Menjawab pertanyaan, ia optimistis batik tenun gedog akan tetap bertahan, sebab proses regenerasi membatik di sejumlah desa di Kecamatan Kerek, yang menjadi sentra kerajinan batik berjalan dengan baik.

"Sejak TK, sampai SLTA anak-anak secara alamiah belajar membatik. Bahkan, kalau pada hari libur anak-anak ikut membatik dan memperoleh uang. Kami tidak mempekerjakan anak-anak lho ya," tuturnya.

Yang jelas, sebagaimana disampaikan Nanik, motif batik karyanya tidak meninggalkan khas batik Tuban, yaitu gambar burung Hong dengan perpaduan corak "ririnan" mirip dedaunan.
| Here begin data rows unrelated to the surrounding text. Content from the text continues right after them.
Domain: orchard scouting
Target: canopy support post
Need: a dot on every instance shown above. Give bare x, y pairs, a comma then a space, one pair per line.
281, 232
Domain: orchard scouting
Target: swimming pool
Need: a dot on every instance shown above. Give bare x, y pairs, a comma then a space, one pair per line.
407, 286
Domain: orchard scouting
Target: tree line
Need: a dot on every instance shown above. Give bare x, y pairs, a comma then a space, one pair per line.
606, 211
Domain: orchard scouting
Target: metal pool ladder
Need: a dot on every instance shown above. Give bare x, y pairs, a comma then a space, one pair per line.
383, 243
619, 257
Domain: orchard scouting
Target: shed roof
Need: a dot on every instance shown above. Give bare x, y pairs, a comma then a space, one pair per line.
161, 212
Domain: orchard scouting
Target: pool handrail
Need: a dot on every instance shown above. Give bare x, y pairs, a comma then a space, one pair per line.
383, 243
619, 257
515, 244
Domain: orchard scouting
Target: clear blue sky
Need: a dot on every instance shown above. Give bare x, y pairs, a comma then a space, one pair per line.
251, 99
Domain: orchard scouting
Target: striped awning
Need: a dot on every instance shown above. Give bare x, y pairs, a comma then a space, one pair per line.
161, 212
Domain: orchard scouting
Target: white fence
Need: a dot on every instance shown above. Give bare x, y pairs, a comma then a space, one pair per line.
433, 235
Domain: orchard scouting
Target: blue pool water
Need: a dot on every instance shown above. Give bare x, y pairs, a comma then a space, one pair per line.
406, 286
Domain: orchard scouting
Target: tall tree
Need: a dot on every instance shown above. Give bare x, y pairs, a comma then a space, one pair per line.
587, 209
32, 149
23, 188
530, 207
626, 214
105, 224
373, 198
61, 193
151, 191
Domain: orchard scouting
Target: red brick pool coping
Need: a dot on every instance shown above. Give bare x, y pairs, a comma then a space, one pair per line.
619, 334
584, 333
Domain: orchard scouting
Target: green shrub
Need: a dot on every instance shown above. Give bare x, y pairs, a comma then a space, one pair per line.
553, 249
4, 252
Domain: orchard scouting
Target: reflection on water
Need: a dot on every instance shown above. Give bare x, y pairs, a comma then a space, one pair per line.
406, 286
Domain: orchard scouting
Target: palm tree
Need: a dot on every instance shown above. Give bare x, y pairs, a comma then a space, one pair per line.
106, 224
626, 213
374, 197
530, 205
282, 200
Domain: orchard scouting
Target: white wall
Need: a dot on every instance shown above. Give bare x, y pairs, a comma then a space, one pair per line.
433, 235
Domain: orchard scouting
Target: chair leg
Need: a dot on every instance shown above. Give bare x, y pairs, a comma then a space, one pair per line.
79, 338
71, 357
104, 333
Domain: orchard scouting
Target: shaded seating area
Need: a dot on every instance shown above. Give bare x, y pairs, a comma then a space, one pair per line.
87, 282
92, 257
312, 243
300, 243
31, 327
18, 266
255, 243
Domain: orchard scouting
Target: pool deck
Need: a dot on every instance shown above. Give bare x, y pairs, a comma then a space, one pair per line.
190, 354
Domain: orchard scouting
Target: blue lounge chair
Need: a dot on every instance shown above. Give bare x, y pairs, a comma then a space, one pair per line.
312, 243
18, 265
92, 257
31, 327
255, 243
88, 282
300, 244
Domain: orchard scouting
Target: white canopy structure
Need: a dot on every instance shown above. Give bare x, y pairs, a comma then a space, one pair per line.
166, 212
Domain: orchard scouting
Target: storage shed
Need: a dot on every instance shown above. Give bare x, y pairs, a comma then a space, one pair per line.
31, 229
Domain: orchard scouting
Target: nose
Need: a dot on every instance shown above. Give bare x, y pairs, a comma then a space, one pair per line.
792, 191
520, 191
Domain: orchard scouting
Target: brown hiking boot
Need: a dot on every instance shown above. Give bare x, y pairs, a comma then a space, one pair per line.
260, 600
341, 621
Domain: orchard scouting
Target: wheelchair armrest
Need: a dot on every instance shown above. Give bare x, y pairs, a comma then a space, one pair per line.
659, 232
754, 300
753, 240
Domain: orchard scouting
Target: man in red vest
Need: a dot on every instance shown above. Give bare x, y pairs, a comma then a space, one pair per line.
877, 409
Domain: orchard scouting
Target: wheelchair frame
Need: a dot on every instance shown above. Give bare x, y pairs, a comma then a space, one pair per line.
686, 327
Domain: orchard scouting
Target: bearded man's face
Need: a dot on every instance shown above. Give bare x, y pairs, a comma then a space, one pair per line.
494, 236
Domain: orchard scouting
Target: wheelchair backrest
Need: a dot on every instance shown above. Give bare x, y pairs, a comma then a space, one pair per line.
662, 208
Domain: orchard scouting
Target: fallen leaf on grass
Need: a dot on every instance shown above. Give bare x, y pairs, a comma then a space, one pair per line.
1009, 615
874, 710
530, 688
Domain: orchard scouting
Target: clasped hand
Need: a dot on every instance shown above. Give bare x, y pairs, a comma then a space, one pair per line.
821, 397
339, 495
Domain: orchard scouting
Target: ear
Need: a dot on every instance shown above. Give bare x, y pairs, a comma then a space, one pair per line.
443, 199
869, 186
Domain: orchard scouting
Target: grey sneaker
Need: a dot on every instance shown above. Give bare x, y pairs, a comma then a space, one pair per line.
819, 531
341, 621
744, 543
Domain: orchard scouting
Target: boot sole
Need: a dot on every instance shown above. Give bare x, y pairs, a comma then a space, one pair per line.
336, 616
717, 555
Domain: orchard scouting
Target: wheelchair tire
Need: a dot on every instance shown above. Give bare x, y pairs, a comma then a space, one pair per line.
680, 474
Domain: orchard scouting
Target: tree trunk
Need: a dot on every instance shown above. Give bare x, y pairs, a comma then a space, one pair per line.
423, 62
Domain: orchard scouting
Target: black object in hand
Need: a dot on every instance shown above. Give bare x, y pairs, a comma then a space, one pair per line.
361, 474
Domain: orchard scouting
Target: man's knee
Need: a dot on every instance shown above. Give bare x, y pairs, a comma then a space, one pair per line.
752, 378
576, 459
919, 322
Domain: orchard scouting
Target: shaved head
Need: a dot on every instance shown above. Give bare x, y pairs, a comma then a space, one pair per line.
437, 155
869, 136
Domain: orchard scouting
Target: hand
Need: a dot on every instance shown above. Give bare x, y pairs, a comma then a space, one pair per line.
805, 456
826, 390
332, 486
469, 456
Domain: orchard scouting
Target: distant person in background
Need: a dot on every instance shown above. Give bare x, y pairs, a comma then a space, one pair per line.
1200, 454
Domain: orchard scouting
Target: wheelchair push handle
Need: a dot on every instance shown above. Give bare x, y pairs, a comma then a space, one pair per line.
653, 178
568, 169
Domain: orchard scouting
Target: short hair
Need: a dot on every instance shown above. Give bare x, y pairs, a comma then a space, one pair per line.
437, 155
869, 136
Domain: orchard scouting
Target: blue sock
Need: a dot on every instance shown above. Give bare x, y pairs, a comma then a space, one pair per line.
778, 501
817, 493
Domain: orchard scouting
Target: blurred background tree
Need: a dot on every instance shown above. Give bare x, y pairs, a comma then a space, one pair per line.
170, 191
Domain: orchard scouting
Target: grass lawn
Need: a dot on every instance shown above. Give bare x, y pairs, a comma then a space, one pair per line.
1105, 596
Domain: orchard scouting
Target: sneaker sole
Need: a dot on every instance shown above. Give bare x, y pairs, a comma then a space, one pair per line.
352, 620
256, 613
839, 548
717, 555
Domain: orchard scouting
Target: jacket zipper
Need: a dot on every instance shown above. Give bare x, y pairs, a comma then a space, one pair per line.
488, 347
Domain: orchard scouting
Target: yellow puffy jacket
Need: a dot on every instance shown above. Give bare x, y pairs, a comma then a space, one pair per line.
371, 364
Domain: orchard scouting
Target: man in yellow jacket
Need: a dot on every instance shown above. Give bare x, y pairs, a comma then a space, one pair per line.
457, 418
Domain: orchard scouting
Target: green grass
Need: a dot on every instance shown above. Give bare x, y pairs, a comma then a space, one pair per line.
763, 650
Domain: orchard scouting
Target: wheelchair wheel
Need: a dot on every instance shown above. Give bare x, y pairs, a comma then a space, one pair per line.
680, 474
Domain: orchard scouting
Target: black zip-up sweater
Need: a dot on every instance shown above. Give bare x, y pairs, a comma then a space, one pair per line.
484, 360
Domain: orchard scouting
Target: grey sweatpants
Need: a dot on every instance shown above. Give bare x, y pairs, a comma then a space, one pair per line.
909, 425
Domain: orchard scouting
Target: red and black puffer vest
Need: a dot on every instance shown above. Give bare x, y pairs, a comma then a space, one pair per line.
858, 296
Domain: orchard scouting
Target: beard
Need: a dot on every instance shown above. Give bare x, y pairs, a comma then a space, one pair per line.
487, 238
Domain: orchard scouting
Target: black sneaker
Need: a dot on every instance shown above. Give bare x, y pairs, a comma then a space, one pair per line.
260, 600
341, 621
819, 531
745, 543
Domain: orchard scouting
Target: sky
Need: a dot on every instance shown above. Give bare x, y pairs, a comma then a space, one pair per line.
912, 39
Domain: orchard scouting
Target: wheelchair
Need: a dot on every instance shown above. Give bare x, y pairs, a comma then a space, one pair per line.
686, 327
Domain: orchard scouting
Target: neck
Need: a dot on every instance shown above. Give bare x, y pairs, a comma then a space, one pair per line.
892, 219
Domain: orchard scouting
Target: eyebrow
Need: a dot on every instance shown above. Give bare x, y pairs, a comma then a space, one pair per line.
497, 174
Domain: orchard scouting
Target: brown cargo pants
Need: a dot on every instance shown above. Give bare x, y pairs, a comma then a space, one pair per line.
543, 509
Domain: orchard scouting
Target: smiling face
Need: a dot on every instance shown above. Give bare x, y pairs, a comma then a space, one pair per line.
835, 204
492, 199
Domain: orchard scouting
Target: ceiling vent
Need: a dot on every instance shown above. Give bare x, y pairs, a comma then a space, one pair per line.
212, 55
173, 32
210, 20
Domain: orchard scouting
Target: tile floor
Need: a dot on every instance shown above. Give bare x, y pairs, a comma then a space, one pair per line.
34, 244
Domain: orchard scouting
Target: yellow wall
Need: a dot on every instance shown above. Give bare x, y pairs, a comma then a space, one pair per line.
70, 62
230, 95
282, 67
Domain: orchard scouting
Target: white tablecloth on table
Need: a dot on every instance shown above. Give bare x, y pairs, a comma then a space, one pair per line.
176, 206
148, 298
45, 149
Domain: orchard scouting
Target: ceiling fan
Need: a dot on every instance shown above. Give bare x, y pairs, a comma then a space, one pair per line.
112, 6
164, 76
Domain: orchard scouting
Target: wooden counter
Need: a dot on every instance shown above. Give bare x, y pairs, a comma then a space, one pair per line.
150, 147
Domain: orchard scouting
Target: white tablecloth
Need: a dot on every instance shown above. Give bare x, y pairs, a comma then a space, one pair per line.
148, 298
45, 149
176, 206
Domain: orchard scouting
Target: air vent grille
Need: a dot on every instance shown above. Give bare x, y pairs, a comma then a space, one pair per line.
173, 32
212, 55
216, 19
"Saya mencipta motif batik berusaha berbeda dengan motif batik yang sudah ada. Saya memilih pola klasik agar berbeda dengan motif batik lainnya," ucapnya.

Ia berpendapat pengertian batik gedog yaitu batik tenun gedog, sedangkan batik lainnya produksi yang tidak memanfaatkan kain tenun gedog, bukan batik gedog.

"Tapi motifnya tetap batik gedog," ujarnya.

Dalam buku "Batik Fabled Cloth of Java" karangan Inger McCabe Elliot tertulis, ada kemiripan batik gedog Tuban dengan batik Cirebon, yang tumbuh pertengahan abad XIX. Kemiripan ini terjadi pada penggunaan benang pintal dan penggunaan warna merah dan biru pada proses pencelupan.

Perbedaannya, batik gedog Tuban tetap bertahan dan terus berkembang dengan warna khas nila, kegelap-gelapan. Sedangkan batik Cirebon, mengalami perubahan, karena adanya perubahan Kota Cirebon sendiri dalam berbagai bidang.

Gambar burung pada motif batik tulis Tuban, sangat kuat dipengaruhi budaya Tiongkok, dengan adanya gambar burung Hong yang tidak ada di Tuban.

Melihat kiprah Nanik tidak terlalu berlebihan dalam acara pertemuan tahunan International Monetary Fund (IMF)-World Bank Annual Meetings di Nusa Dua Bali, Menteri Keuangan Sri Mulyani Indrawati menjelaskan perempuan sangat berperan untuk mendorong pertumbuhan ekonomi di sebuah negara.

"Karena itu peran perempuan dalam sebuah pekerjaan harus ditingkatkan," ujarnya. (*)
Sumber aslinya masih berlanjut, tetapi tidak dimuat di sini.